Sadly, the success rate for these surgeries is very low while negative side effects are very high. While the ethics are debatable, the practice does raise an interesting question: is it worth erasing your humanity to beat a crippling addiction?
2. Beatings
Dr. German Pilipenko and Prof. Marina Chukhrova are psychologists with a firm belief that if a junkie comes along, you must whip him, whip him good. The duo run a clinic in Siberia where addicts are beaten on a regular basis. People struggling with booze, narcotics, or even work and sex addiction will pay 3,000 rubles ($99) to strip off their clothes and lie face down on Pilipenko’s surgical table. Then an opposite-sex medic shows up, armed with a willow switch. The punishment professional then starts whacking the client on the buttocks, giving sixty spankings to drug users and thirty to everybody else.
While this might seem pretty kinky to most of us, Dr. Pilipenko swears it’s strictly scientific. The good doctor claims whippings release endorphins or “happiness hormones” as he calls them. These chemicals help patients feel better, more relaxed, and full of “enthusiasm for life.” In addition to providing joie de vivre, the canings are supposed to help junkies deal with the stress that drives their addictions. Besides, Pilipenko claims, the whole process is heavily regulated. Clients receive examinations beforehand to make sure they can withstand a beating, and addicts receive counseling before and each session to help them overcome their dependency. Whether there’s a sexual component or not, you can definitely say that the occasional rod to the tush sure beats addiction.
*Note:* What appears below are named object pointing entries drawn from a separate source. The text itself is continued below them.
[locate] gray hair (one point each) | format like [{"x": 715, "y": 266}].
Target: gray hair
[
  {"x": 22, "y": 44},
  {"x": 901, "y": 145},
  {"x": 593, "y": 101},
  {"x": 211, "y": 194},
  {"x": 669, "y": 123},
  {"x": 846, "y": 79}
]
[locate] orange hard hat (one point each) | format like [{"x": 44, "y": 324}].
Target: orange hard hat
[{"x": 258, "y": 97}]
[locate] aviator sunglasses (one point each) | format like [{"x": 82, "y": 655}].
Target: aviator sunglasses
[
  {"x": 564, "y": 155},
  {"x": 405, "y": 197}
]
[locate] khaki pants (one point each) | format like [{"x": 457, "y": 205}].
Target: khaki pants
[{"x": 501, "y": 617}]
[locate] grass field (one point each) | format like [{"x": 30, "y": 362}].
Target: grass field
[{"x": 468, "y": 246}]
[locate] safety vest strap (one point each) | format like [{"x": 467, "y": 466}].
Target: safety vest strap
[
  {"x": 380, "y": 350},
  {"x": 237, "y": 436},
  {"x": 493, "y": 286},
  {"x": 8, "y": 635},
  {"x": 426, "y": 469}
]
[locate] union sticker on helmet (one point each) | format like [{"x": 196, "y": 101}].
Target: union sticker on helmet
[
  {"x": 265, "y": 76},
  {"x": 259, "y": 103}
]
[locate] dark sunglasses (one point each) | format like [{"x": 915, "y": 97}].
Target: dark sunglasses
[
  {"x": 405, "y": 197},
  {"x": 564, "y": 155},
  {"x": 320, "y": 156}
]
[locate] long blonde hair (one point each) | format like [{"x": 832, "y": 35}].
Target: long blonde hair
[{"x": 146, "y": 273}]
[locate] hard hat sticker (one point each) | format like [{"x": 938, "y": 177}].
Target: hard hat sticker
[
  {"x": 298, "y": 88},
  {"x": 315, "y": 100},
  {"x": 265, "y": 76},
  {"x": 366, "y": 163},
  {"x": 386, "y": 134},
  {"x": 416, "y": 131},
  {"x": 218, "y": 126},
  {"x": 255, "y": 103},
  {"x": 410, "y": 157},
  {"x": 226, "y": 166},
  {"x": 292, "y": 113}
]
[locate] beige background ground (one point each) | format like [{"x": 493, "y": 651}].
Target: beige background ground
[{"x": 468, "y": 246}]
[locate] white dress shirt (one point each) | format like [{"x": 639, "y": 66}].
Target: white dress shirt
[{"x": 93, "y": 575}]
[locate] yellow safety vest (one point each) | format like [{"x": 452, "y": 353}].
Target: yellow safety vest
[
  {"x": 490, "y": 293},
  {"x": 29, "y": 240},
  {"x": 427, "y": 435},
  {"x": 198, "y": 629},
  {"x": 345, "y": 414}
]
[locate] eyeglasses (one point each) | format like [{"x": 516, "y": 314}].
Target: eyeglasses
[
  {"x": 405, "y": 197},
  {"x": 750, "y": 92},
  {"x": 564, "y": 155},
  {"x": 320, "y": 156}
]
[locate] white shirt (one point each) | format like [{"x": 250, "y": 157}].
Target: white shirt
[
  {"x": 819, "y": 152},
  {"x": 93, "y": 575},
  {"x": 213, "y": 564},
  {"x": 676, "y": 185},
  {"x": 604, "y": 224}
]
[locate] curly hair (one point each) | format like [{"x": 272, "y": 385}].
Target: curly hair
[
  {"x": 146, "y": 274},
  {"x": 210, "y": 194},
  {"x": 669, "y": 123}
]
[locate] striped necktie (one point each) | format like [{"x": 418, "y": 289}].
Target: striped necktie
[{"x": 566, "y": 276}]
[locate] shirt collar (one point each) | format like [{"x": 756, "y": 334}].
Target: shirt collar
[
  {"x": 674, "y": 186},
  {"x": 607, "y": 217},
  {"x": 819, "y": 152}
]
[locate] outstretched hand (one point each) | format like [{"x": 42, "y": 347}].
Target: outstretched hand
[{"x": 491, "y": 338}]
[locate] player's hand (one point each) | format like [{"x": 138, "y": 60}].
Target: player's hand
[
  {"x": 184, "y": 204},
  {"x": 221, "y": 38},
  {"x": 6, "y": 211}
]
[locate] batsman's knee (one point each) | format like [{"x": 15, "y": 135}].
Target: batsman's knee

1. Internet Addiction Camps
Despite a love affair with censorship, China has over 300 million Internet users, many of whom are highly addicted. Instead of standing idly by while kids spend all their time online, the government has sponsored a series of Internet boot camps, with mixed results.
Parents who feel their teens are junkies can enroll them in Internet addiction camp, like the one run by Colonel Tao Ran in Beijing. For three months, kids (and their parents, since Ran believes Internet addiction stems from bad parenting) are forbidden access to computers and cell phones. They wake up at 6:30 AM, perform military drills, undergo counseling, read actual books, and play sports until bedtime at 9:30 PM.
The success of camps like Ran’s are causing the idea to spread all across Asia. In 2013, Japan announced they too would start “Internet fasting camps” in attempts to crush addiction there. Hopefully, their approach is more like Ran’s and less like some of his downright brutal competition. One such camp punished rule breakers with electroshock therapy, and in 2009, three instructors beat a sixteen-year-old boy to death in Nanning. These tragedies definitely put a dark spin on the camps and, sadly, give less-sadistic camps a bad reputation.